Linking a Group Policy Object to an Organizational Unit

You can link a Group Policy Object to an organizational unit, domain, or site using the Group Policy Management Console. To set group policies for a selected Active Directory site, domain, or organizational unit, you must have read and write permission to access the system volume of the domain controller and the right to modify the selected directory object.

If you have created an organizational structure for Centrify as described in the Planning and Deployment Guide, the most natural place to link a Group Policy Object is the top-level container of that organizational unit structure, for example, the Centrify container.

Create and Link a Group Policy Object for Centrify Settings

  1. Click Start > Administrative Tools > Group Policy Management.
  2. Select the Centrify organizational unit, right-click, then select Create a GPO in this domain, and Link it here.
  3. Type a name for the new Group Policy Object, for example, Centrify Policy, then click OK.

If you want to apply group policies to lower levels in the organizational structure, you can do so by linking Group Policy Objects to lower level organizational units. For example, if you created a separate organizational unit for zone computers, you can link a Group Policy Object to that organizational unit. However, you cannot link Group Policy Objects to containers (CN).
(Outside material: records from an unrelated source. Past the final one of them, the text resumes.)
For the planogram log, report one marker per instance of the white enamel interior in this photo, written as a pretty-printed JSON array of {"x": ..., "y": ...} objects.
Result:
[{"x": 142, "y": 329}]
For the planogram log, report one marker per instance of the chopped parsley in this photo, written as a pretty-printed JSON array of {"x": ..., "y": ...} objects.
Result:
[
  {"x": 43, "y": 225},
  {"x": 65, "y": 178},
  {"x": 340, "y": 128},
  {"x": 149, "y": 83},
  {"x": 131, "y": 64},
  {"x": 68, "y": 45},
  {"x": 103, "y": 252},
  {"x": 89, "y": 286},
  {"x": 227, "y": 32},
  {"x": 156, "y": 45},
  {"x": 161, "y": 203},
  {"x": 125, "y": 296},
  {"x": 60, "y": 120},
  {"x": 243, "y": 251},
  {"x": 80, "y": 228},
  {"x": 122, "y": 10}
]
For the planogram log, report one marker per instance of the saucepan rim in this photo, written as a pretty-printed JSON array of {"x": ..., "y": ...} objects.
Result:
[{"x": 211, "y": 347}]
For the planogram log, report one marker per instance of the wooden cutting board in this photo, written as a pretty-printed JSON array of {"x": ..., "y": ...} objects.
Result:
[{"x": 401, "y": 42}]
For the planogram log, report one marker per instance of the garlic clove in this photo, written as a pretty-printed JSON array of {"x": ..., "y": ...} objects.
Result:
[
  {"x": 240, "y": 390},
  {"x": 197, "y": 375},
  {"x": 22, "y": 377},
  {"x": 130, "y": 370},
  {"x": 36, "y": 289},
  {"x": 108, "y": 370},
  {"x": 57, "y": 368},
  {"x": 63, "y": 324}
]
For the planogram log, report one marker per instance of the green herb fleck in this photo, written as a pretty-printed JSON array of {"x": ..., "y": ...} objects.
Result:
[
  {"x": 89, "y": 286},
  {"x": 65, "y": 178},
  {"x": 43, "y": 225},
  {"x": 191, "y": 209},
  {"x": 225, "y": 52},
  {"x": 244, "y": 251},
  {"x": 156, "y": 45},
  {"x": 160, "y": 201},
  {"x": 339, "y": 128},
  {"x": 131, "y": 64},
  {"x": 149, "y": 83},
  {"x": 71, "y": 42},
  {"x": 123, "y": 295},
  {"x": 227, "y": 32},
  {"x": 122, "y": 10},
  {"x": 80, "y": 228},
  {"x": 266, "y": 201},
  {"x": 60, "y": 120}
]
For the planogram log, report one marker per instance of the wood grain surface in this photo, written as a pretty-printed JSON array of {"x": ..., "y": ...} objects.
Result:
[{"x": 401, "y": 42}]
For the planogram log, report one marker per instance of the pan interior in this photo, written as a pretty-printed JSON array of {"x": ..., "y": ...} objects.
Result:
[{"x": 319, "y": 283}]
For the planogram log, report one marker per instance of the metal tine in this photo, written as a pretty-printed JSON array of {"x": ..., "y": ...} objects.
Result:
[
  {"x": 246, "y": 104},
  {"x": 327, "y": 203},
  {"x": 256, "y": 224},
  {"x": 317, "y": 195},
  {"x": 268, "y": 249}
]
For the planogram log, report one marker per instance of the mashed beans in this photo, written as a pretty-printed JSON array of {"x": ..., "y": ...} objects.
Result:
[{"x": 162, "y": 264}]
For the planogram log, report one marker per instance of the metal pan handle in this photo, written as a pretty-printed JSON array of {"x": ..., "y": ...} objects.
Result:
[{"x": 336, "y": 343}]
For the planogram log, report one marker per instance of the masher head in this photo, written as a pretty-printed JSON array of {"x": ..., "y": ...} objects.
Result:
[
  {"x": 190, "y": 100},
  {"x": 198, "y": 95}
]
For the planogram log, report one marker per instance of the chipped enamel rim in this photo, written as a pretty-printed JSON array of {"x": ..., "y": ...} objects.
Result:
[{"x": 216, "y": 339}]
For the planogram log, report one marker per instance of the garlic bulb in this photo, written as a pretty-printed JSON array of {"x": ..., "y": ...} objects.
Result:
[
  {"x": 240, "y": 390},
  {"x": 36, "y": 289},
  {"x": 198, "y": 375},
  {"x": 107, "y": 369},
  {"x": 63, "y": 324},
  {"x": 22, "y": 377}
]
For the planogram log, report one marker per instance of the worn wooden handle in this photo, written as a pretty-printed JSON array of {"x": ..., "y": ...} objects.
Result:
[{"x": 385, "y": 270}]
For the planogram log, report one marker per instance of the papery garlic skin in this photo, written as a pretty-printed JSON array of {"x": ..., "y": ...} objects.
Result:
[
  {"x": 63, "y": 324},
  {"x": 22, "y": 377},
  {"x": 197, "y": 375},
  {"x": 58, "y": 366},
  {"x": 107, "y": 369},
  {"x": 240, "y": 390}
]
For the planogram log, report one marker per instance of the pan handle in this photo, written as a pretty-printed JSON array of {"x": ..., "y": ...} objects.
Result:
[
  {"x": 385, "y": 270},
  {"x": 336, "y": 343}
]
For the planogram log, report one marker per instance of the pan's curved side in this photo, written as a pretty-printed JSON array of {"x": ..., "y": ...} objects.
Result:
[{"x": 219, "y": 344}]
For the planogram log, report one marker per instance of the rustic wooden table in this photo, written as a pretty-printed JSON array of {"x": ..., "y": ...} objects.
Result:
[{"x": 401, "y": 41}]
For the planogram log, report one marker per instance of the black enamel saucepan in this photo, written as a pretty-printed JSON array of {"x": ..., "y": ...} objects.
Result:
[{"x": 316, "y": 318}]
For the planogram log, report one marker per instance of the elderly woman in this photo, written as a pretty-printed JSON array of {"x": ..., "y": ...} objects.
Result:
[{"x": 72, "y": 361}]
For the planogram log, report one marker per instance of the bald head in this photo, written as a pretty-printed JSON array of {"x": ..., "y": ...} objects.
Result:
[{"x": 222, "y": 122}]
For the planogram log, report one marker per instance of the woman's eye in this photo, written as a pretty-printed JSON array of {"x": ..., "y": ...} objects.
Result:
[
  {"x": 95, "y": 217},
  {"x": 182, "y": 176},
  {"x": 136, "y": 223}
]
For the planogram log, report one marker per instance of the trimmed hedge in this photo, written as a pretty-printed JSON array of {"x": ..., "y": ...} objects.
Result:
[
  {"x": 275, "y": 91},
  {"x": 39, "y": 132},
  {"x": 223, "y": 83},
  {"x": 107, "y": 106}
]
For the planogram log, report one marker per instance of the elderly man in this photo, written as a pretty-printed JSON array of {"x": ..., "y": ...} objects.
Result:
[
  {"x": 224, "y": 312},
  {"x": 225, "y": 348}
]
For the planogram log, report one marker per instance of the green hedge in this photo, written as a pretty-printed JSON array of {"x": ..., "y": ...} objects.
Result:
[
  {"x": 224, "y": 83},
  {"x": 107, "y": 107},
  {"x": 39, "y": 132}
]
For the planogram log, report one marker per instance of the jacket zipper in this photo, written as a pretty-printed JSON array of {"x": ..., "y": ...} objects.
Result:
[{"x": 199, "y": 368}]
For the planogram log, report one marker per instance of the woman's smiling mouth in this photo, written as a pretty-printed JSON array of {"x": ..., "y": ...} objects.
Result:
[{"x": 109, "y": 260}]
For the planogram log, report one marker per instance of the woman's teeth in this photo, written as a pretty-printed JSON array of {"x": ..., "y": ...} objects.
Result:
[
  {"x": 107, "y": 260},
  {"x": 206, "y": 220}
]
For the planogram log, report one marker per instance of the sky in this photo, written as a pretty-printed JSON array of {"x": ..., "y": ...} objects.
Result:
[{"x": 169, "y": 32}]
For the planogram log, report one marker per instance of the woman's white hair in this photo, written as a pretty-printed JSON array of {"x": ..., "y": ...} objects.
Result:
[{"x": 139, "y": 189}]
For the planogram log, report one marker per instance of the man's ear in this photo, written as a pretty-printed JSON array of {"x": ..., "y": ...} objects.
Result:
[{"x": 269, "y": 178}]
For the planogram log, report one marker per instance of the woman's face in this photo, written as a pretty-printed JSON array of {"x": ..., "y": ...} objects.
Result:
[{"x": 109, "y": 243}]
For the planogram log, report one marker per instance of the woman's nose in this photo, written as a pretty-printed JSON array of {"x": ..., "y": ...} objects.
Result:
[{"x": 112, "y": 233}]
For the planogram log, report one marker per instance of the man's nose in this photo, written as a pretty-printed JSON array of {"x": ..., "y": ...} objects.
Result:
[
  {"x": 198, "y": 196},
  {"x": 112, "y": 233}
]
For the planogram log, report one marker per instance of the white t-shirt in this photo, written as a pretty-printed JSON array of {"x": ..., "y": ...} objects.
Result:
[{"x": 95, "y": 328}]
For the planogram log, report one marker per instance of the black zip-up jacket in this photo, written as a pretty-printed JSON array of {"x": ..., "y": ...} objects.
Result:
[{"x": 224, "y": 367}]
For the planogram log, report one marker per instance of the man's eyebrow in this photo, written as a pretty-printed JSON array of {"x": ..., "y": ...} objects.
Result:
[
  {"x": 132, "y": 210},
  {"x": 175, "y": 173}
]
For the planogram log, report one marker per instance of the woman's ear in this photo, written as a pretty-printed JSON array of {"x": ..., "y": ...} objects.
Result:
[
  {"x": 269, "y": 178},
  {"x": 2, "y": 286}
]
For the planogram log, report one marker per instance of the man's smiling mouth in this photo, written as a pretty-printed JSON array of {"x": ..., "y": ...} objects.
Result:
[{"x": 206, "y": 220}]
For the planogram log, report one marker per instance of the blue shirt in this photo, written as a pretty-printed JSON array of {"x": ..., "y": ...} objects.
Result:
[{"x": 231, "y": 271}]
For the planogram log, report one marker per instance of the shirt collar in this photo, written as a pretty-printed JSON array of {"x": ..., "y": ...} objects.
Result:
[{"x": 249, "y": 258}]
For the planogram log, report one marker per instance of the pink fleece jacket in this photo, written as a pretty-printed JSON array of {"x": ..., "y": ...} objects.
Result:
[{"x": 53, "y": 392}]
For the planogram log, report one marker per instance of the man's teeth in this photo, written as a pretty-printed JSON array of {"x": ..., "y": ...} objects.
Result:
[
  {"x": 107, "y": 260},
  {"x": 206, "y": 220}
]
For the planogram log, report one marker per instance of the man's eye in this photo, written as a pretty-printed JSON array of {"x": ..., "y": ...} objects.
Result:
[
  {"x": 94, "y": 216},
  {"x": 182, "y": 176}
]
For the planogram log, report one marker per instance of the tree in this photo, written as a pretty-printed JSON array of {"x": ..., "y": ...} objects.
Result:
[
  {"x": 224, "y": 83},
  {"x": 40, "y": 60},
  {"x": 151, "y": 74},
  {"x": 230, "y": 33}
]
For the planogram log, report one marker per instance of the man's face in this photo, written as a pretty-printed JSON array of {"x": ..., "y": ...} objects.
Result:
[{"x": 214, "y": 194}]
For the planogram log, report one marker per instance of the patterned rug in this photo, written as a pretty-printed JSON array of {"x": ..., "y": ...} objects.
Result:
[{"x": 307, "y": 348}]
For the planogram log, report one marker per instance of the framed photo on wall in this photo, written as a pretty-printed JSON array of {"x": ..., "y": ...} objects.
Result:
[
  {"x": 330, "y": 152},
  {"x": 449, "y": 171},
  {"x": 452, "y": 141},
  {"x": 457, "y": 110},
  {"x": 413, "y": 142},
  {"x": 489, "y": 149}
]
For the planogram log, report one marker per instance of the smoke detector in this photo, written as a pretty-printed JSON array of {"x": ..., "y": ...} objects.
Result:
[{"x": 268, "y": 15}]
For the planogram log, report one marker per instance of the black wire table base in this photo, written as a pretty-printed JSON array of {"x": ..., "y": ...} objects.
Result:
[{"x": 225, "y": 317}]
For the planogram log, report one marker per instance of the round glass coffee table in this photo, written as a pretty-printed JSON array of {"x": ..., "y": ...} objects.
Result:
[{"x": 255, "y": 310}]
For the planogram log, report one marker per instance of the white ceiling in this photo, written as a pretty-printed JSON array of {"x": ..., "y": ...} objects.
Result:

Using Security Filtering for Group Policies

You can use Active Directory security groups and group policy security filtering if you want to restrict the policies applied to subsets of zone computers or users. By creating an Active Directory security group and setting security filtering for a Group Policy Object, you can achieve fine-grain control over where group policies are applied within the Centrify organizational unit structure. For example, you can create an Active Directory group called europe that has a specific set of computers in it, then restrict the application of group policies to that group.

To enable security filtering of group policies:

  1. Create the Active Directory security group with the appropriate members.

  2. Open the Group Policy Management Console and select the Group Policy Object for which you want to enable filtering.

  3. On the Scope tab, under Security Filtering, click Add.

  4. Be certain that ‘Group’ appears in Select this object type; if not, Click Object Types and select Groups.

  5. Type all or part of the name for the group you created for filtering, click Check Names.

    If more than one group is returned, select the appropriate group, then click OK.

  6. Click OK to link the security group to scope of the Group Policy Object.